Дверь хлопнула. Давид уселся в кресло, на котором только что сидела девушка: «Надо предупреждать, когда придёшь! Вваливаються здесь всякие, без приглашения!» — злился Давид.
Через минуту раздался звонок.
— Кого ещё? — молодой человек прошёркал к двери, посмотрел в глазок.
Там стояла Маша.
— А, явилась, не запылилась. Куда ж ты денешься красавица, от такого парня, как я, — он открыл.
Мария стояла и не думала заходить:
— Я твоей маме всё расскажу, понял?
Давида обдало колючей волной ярости:
— Да пошла ты… — он громко захлопнул дверь, и эхо железным гулом прокатилось по подъезду.
«А вдруг и вправду, расскажет» — подумал он.
Давид захлопнул дверь, и Маша на сегодня исчезла из его жизни. Матери, конечно, ничего не сказала.
Больно было вспоминать подобные эпизоды своего идиотского существования.
А если бы он не совершил тогда этой гнусности — не выгнал её вот так, как тварь мешающую. Может быть, он тогда смогла бы вытащить его из болота?
Вытянуть своей искренностью, добротой и мудрой наивностью. Именно так, «мудрой наивностью», он, Додик часто называл её, Машкино отношение к миру.
Давид, хотя и носил иудейское имя, сам же часто заходил в церковь. Как-то так повелось…
Приходил, попросить чего ни будь у многочисленных икон. Чаще, мальчишки с подобными просьбами обращаются к родным отцам, но у Додика не было своего родного отца — он приходил в храм и перед десятками нарисованных лиц бородатых мужей, в коронах и с позолоченными нимбами, строгим взглядом и владыческими жестами — чувствовал себя защищённым.
Тишина вне службы рождала в нём ощущение, словно он один сейчас существует для того, самого большого, мудрого, знающего и повелевающего отца с его братьями святыми, в чьи жития он никогда толком не вдавался. Видимо, в глубинах бессознательного, считая их своими «дядьками». Вот такое вот, упрощённое до примитива, а следовательно и бесспорное отношение к религии, но тем не менее…
Например двенадцатилетнему Додику нужен был новенький велосипед, или пятёрка по английскому в четверти, и тот шёл на поклон в храм Божий.

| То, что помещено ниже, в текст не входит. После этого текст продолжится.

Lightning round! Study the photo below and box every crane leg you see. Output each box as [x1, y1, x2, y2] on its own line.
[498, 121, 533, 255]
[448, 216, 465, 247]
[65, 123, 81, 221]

У всезнающих старушек покупал свечку и ставил её, усердно крестясь у иконы одного из святых отцов.
Не всегда, к слову сказать, да не просто не всегда, а чаще всего, одной свечкой не обходилось. Всё равно со стороны Давида прикладывались определённые и отнюдь не метафизические усилия во имя исполнения заветной на то время мечты.